De Algemene wet bestuursrecht (Awb) biedt niet veel mogelijkheden om een gemachtigde te weigeren die in veel belastingzaken optreedt en daarbij al een paar jaar regelmatig beledigende, smadelijke en bedreigende taal uit richting ambtenaren van de Belastingdienst, rechters en rechterlijke colleges. Dat heeft de Hoge Raad vrijdag bepaald in een arrest dat van belang kan zijn voor de behandeling van vele andere bij de rechtbank en andere gerechten aanhangige zaken. Zo is er bijvoorbeeld geen grondslag om de persoon tegen wie ernstige bezwaren bestaan als gemachtigde of bijstandverlener te weigeren voor een langere periode dan gemoeid is met de verdere behandeling van de desbetreffende zaak in die instantie.
Uitspraak: ECLI:NL:HR:2021:141
Honderden belastingzaken
De man waar de zaak om draait treedt als gemachtigde op bij heel veel belastingprocedures. De rechtbank heeft momenteel honderden zaken in behandeling waarin de gemachtigde optreedt. De zaken betreffen met name geschillen over de heffing van BPM bij invoer in Nederland van motorrijtuigen uit andere EU-lidstaten en derdelanden en teruggaven van BPM bij de uitvoer van motorrijtuigen naar andere EU-lidstaten en derdelanden.
Beledigend, smadelijk, intimiderend en dreigend taalgebruik
In processtukken maakt hij vaak gebruik van beledigend, smadelijk, intimiderend en dreigend taalgebruik over ambtenaren van de Belastingdienst, rechters en rechterlijke colleges. Zo zegt hij in een zaak bij de rechtbank Gelderland bijvoorbeeld ‘De Hoge Raad is niks, anders dan een zooitje kennelijke topcriminelen’ en vindt hij dat de rechtbank is ‘uitgegroeid tot een intens crimineel bolwerk, dat naar de buitenwereld tracht te reclameren dat sprake is van onpartijdigheid en onafhankelijkheid, maar in werkelijkheid natuurlijk, inclusief de dienstdoend rechter in casu, [naam rechter] , onderdeel is van een maffioos bolwerk dat louter en alleen uit is op het creëren en handhaven van een interne rechtsorde die niet strookt met de bepalingen van het recht van de Unie, hetgeen een uiterst ernstige, strikt verboden praktijk is voor een nationale rechter.’

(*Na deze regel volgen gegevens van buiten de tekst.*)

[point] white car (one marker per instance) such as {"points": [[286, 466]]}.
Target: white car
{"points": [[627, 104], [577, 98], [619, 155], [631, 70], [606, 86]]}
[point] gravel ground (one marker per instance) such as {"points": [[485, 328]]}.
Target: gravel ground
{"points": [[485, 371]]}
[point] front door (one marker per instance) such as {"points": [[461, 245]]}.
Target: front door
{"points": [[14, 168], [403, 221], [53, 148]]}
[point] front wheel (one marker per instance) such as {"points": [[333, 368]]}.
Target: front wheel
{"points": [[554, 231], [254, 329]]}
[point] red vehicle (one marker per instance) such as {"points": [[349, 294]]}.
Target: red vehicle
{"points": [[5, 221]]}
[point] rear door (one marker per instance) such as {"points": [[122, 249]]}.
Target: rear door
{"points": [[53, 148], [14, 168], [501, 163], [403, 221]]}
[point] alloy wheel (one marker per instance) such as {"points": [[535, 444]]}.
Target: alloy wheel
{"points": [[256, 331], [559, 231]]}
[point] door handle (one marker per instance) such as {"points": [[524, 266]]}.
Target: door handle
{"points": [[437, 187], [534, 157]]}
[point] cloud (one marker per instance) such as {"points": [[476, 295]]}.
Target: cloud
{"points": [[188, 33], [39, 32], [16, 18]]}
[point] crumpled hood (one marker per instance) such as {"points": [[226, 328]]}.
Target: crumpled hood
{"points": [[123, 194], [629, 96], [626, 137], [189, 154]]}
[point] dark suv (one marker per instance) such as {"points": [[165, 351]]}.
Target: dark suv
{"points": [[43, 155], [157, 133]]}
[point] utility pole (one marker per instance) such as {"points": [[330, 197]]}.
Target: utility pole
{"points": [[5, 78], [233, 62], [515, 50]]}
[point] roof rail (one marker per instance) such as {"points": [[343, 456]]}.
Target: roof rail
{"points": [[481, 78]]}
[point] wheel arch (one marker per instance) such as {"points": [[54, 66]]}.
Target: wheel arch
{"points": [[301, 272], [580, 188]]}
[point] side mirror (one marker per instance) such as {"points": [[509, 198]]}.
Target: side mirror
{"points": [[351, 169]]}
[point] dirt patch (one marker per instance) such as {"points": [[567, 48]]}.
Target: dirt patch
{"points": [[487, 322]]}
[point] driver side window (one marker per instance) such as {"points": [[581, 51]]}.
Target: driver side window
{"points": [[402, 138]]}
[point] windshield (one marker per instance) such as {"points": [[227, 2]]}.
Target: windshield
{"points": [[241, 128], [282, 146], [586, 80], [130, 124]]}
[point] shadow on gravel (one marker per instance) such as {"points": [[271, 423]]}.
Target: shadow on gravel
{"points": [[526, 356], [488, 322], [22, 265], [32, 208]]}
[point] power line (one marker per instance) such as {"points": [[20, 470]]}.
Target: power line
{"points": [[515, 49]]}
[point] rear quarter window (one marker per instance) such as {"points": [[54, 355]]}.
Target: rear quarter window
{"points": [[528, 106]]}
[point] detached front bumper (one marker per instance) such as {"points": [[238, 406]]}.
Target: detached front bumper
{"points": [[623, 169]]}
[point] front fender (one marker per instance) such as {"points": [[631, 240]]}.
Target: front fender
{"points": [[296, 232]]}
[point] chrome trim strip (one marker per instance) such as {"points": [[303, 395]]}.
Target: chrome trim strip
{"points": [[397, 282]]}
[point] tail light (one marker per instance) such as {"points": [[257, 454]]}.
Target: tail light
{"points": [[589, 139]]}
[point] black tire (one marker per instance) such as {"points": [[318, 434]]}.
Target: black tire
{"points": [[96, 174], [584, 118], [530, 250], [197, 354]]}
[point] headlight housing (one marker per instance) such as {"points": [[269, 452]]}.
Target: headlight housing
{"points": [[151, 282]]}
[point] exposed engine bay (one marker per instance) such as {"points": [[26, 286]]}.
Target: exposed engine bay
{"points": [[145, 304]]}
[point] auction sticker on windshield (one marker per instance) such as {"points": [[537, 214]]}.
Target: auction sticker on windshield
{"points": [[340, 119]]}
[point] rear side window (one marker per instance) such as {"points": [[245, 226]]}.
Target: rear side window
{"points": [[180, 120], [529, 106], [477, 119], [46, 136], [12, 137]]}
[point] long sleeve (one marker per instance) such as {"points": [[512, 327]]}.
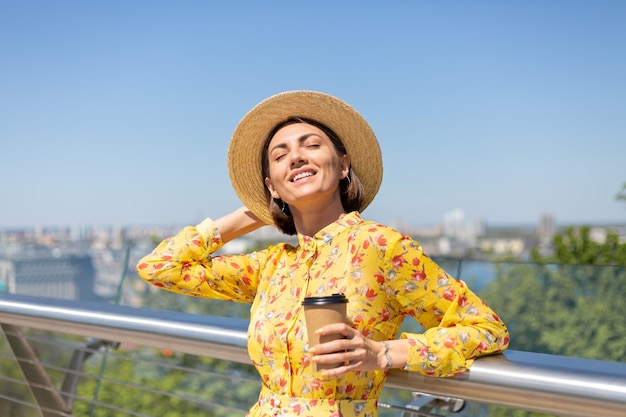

Prejudiciële vragen, NOB pleit voor terughoudendheid
De rechtbank Gelderland had daarom vorig jaar prejudiciële vragen gesteld aan de Hoge Raad over de vraag of de belastinggemachtigde voor een bepaalde periode mag worden geweigerd. Anders dan in het civiele recht is in het bestuursrecht namelijk niet expliciet opgenomen dat een gemachtigde voor een bepaalde tijd kan worden geweigerd. Daarbij werd ook de NOB om advies gevraagd. De Orde bleek het een lastige kwestie te vinden, maar vond wel ‘dat hier grote terughoudendheid past, hoe ongepast het gedrag van deze gemachtigde ook is.’
Hoge Raad
De Hoge Raad spreekt nu het volgende over de kwestie uit:
Artikel 8:25 Awb biedt de rechter die is belast met de behandeling van de zaak waarin de in die bepaling bedoelde ernstige bezwaren rijzen, niet een grondslag om de persoon tegen wie ernstige bezwaren bestaan als gemachtigde of bijstandverlener te weigeren voor een langere periode dan gemoeid is met de verdere behandeling van de desbetreffende zaak in die instantie.
Artikel 8:25 Awb biedt niet een grondslag om een persoon als gemachtigde te weigeren in alle bij eenzelfde instantie aanhangig zijnde zaken waarin diezelfde persoon als vertegenwoordiger of bijstandverlener optreedt.
Artikel 8:25 Awb biedt niet een grondslag om naast de natuurlijke persoon tegen wie ernstige bezwaren bestaan, ook de door de belanghebbende gemachtigde rechtspersoon waarvoor deze natuurlijke persoon rechtsgeldig is opgetreden, als gemachtigde te weigeren. Dat geldt ook ten aanzien van andere natuurlijke personen die aan diezelfde rechtspersoon zijn verbonden en/of onder de (feitelijke) leiding staan van de natuurlijke persoon tegen wie zodanige ernstige bezwaren bestaan dat een weigering op de voet van artikel 8:25, lid 1, Awb is gerechtvaardigd.